St Matthews – The Upswing
Average Price: St Matthews stands out with a whopping 53% surge in average prices, and a 32% increase in median prices. It’s a huge signal that this area is highly sought after, and properties here are being valued more than ever.
The Highlands – The Mixed Bag
Middletown Market Analysis – The Last 180 Days
As we focus our lenses closer on Middletown, I have a collection of graphs that give us a snapshot of the real estate dynamics over the past 180 days. From concessions to lot sizes, and days on the market, I’ve got the insights to share. Let’s dive in.
1. Concessions by Price: The trend here indicates that seller concessions are relatively rare and mostly low, even as sale prices vary. This suggests a strong seller’s market in Middletown.
2. Concessions Dollar Amount: Higher-priced homes seem to see larger concessions in absolute dollar terms, yet these remain a small fraction of the overall sale price.
3. Concessions vs Days on Market: There does not seem to be much of an increase in concessions as the days on market increase.
4. Days on Market vs Final Price: The graph depicts a mixed market in Middletown, where homes with shorter days on market often sell close to the list price, yet there are notable concessions even among these quick sales, indicating nuanced buyer-seller negotiations.
5. Price vs Lot Size: Larger lots tend to fetch higher prices, but there’s a wide range in sale prices across similar lot sizes, indicating that factors beyond just space are at play in pricing.

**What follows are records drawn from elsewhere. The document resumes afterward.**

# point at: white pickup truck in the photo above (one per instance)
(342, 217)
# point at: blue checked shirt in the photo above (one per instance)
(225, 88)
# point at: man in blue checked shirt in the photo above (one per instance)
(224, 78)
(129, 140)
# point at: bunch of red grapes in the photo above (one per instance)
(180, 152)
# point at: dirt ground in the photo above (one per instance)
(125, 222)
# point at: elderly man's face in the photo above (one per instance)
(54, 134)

7. Price per Square Foot vs Bedroom Count: As expected, more bedrooms generally mean a higher price per square foot, yet there are outliers, suggesting that Middletown buyers value quality and features alongside size.
8. Sales Price Compared to Original Price (Dollar Amount): Most sales hover around the original list price. However, some are under the list .price, illustrating room for negotiation.
9. Sales Price Compared to Original Price (Percentage): A similar trend as above, with sale prices closely aligned with list prices, affirming a market with a little room for price negotiation (but clearly not a lot).